Jean-Michel Décugis, Pauline Guéna et Marc Leplongeon, La poudrière. Grasset, 208 p., 19 €


On a coutume de qualifier le phénomène « black block » de technologie de protestation propre à la gauche radicale ; la rue, la manifestation, l’agitation-propagande en composeraient le vocabulaire militant. La droite radicale, elle, s’est épanouie dans d’autres registres, préférant à la rue les mondes de l’écrit et autant de pamphlets, brûlots, journaux, blogs, destinés à paver l’environnement culturel. Les études ne manquent pas qui analysent ce long travail de sape par lequel la droite radicale conquiert l’espace idéologique, dans la lignée de ce qu’Alain de Benoist puis Jean-Yves Le Gallou, respectivement dans les années 1980 et 2000, avaient réinterprété de l’œuvre d’Antonio Gramsci. La droite radicale se doit d’abord de gagner les mentalités ; les urnes peuvent attendre.

Le livre de Jean-Michel Décugis, Pauline Guéna et Marc Leplongeon vient combler un manque : que se passe-t-il quand les jeunes esprits que la bataille culturelle a gagnés sautent le pas ? Quand des doctrines théoriques découvertes sur le web ou dans les rayons noirs des bibliothèques alimentent les formes de protestation les plus radicales et violentes qui soient ?

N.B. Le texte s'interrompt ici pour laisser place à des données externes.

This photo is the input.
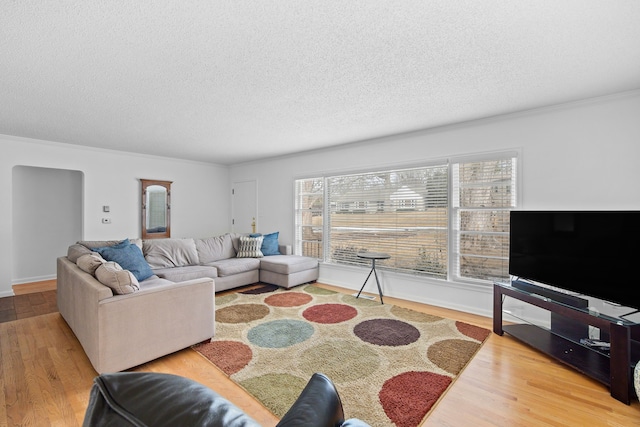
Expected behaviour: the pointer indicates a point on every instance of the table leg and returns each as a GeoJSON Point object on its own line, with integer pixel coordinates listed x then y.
{"type": "Point", "coordinates": [365, 282]}
{"type": "Point", "coordinates": [375, 273]}
{"type": "Point", "coordinates": [377, 281]}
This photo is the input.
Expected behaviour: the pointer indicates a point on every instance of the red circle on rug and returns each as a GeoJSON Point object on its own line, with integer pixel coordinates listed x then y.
{"type": "Point", "coordinates": [229, 356]}
{"type": "Point", "coordinates": [406, 398]}
{"type": "Point", "coordinates": [330, 313]}
{"type": "Point", "coordinates": [288, 299]}
{"type": "Point", "coordinates": [389, 332]}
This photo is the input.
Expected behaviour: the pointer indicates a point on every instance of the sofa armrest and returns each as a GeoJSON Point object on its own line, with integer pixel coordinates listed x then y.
{"type": "Point", "coordinates": [142, 326]}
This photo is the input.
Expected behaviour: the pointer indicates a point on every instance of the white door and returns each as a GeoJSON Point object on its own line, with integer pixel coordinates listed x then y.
{"type": "Point", "coordinates": [244, 206]}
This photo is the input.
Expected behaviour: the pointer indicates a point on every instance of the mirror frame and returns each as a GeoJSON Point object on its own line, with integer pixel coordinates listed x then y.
{"type": "Point", "coordinates": [167, 185]}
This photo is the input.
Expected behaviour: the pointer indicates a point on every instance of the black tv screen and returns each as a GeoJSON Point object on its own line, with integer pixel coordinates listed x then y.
{"type": "Point", "coordinates": [589, 252]}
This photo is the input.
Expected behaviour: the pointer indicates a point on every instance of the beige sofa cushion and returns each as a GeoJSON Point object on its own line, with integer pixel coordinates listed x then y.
{"type": "Point", "coordinates": [90, 262]}
{"type": "Point", "coordinates": [231, 266]}
{"type": "Point", "coordinates": [92, 244]}
{"type": "Point", "coordinates": [215, 248]}
{"type": "Point", "coordinates": [190, 272]}
{"type": "Point", "coordinates": [288, 264]}
{"type": "Point", "coordinates": [121, 281]}
{"type": "Point", "coordinates": [166, 253]}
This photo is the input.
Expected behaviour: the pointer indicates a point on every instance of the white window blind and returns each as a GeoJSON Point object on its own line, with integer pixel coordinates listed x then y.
{"type": "Point", "coordinates": [400, 212]}
{"type": "Point", "coordinates": [484, 192]}
{"type": "Point", "coordinates": [309, 211]}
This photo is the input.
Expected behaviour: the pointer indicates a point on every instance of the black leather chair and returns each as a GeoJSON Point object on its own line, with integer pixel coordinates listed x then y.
{"type": "Point", "coordinates": [144, 399]}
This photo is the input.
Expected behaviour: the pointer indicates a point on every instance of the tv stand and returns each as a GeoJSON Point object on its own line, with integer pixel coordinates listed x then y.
{"type": "Point", "coordinates": [614, 367]}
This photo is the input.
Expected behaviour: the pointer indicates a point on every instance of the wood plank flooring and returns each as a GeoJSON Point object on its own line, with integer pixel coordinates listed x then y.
{"type": "Point", "coordinates": [45, 380]}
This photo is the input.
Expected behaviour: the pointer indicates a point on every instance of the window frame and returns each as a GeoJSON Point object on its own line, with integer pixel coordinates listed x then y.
{"type": "Point", "coordinates": [453, 235]}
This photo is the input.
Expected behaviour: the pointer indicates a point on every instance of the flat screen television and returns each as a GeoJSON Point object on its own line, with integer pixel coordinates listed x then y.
{"type": "Point", "coordinates": [594, 253]}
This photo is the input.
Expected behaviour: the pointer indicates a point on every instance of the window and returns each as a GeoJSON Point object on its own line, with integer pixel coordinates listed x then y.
{"type": "Point", "coordinates": [309, 213]}
{"type": "Point", "coordinates": [447, 221]}
{"type": "Point", "coordinates": [483, 196]}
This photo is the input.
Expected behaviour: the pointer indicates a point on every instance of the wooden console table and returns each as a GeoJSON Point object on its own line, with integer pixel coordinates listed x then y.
{"type": "Point", "coordinates": [614, 368]}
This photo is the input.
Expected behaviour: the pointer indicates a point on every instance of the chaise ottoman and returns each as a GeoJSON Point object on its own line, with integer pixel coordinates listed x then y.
{"type": "Point", "coordinates": [288, 271]}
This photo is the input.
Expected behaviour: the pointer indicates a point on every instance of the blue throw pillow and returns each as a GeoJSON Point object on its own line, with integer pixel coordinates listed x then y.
{"type": "Point", "coordinates": [129, 256]}
{"type": "Point", "coordinates": [270, 244]}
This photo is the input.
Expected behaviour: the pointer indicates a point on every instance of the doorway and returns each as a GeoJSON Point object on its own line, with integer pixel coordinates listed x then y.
{"type": "Point", "coordinates": [46, 219]}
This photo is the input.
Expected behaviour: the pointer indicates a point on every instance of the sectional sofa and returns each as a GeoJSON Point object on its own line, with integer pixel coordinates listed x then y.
{"type": "Point", "coordinates": [131, 301]}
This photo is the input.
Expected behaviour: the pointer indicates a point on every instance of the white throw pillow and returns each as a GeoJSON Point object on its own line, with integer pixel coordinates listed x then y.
{"type": "Point", "coordinates": [121, 281]}
{"type": "Point", "coordinates": [90, 262]}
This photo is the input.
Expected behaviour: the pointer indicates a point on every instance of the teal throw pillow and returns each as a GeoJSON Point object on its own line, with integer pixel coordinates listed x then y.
{"type": "Point", "coordinates": [270, 244]}
{"type": "Point", "coordinates": [129, 257]}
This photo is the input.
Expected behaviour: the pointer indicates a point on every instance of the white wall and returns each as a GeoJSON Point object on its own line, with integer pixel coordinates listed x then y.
{"type": "Point", "coordinates": [199, 197]}
{"type": "Point", "coordinates": [584, 155]}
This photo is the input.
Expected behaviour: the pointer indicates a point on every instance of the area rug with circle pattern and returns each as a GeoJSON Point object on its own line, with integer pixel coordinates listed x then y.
{"type": "Point", "coordinates": [390, 364]}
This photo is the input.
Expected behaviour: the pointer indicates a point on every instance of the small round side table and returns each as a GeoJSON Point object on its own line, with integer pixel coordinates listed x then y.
{"type": "Point", "coordinates": [373, 256]}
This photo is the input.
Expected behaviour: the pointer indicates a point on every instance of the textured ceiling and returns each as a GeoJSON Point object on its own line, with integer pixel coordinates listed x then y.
{"type": "Point", "coordinates": [231, 81]}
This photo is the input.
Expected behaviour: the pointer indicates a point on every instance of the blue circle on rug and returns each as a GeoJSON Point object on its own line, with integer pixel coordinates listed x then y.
{"type": "Point", "coordinates": [280, 333]}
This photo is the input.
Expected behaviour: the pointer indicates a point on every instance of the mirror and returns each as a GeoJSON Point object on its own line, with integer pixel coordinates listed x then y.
{"type": "Point", "coordinates": [156, 209]}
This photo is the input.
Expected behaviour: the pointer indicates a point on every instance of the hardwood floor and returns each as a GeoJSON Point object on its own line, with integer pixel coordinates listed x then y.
{"type": "Point", "coordinates": [45, 379]}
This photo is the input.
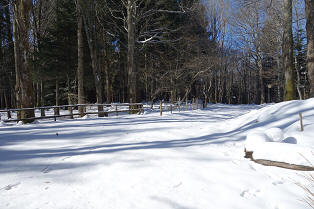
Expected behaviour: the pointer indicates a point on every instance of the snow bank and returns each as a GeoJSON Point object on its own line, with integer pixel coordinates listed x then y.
{"type": "Point", "coordinates": [277, 135]}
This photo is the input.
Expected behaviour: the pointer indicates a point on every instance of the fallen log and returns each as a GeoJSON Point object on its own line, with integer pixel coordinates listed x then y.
{"type": "Point", "coordinates": [249, 154]}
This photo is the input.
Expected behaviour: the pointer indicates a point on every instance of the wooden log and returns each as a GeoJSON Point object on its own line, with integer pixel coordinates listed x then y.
{"type": "Point", "coordinates": [249, 154]}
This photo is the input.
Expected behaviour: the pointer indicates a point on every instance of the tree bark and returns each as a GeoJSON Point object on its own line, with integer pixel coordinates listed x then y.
{"type": "Point", "coordinates": [107, 72]}
{"type": "Point", "coordinates": [91, 29]}
{"type": "Point", "coordinates": [80, 64]}
{"type": "Point", "coordinates": [24, 87]}
{"type": "Point", "coordinates": [309, 11]}
{"type": "Point", "coordinates": [131, 9]}
{"type": "Point", "coordinates": [287, 49]}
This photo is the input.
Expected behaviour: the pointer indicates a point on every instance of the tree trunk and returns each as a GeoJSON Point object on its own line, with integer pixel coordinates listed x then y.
{"type": "Point", "coordinates": [80, 65]}
{"type": "Point", "coordinates": [309, 11]}
{"type": "Point", "coordinates": [107, 73]}
{"type": "Point", "coordinates": [131, 8]}
{"type": "Point", "coordinates": [91, 30]}
{"type": "Point", "coordinates": [287, 49]}
{"type": "Point", "coordinates": [24, 85]}
{"type": "Point", "coordinates": [57, 92]}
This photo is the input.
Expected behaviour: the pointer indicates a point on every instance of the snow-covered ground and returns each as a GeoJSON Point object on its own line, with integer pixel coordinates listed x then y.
{"type": "Point", "coordinates": [191, 159]}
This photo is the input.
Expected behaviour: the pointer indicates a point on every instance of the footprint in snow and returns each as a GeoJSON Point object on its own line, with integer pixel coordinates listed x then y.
{"type": "Point", "coordinates": [275, 183]}
{"type": "Point", "coordinates": [250, 193]}
{"type": "Point", "coordinates": [10, 186]}
{"type": "Point", "coordinates": [47, 169]}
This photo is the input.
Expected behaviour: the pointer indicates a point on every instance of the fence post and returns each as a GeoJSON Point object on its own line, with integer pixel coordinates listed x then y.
{"type": "Point", "coordinates": [19, 113]}
{"type": "Point", "coordinates": [186, 104]}
{"type": "Point", "coordinates": [42, 112]}
{"type": "Point", "coordinates": [9, 114]}
{"type": "Point", "coordinates": [196, 103]}
{"type": "Point", "coordinates": [301, 121]}
{"type": "Point", "coordinates": [160, 108]}
{"type": "Point", "coordinates": [55, 113]}
{"type": "Point", "coordinates": [116, 109]}
{"type": "Point", "coordinates": [71, 112]}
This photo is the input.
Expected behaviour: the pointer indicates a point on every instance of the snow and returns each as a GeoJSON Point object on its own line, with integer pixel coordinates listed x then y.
{"type": "Point", "coordinates": [189, 159]}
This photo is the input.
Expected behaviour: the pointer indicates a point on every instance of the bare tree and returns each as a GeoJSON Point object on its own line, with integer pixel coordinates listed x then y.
{"type": "Point", "coordinates": [80, 64]}
{"type": "Point", "coordinates": [25, 92]}
{"type": "Point", "coordinates": [309, 10]}
{"type": "Point", "coordinates": [93, 34]}
{"type": "Point", "coordinates": [287, 50]}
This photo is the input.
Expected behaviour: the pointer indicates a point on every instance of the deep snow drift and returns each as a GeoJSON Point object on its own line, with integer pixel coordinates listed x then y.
{"type": "Point", "coordinates": [182, 160]}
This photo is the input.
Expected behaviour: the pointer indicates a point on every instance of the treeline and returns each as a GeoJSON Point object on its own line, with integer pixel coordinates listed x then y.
{"type": "Point", "coordinates": [87, 51]}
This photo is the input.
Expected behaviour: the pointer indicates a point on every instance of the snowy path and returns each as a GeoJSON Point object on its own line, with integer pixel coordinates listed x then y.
{"type": "Point", "coordinates": [184, 160]}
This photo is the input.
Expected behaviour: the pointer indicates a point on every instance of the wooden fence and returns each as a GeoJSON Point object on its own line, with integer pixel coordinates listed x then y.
{"type": "Point", "coordinates": [103, 111]}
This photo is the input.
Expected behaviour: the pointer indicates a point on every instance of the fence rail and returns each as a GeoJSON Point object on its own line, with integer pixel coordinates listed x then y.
{"type": "Point", "coordinates": [103, 110]}
{"type": "Point", "coordinates": [110, 108]}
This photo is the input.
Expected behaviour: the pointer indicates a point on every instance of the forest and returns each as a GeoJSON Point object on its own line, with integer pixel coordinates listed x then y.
{"type": "Point", "coordinates": [103, 51]}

La poudrière se présente comme une liste de faits divers, minutieusement agrémentés d’entretiens, avec la crème de la droite radicale, tantôt des esthètes que l’islamisation de la France écœure, tantôt des pousse-au-crime influents : « Vioramil, un programme pluridisciplinaire rassemblant une quinzaine de chercheurs consacré à l’observation des violences et des radicalités militantes depuis les années 1980, note que les exactions commises par l’extrême droite représentent 17,6 % de la totalité des faits, et qu’elles ont presque triplé depuis 2012, autour de trois moments-clés : la Manif pour tous en 2013, la loi Travail en 2016 et l’onde de choc des attentats de 2015 ».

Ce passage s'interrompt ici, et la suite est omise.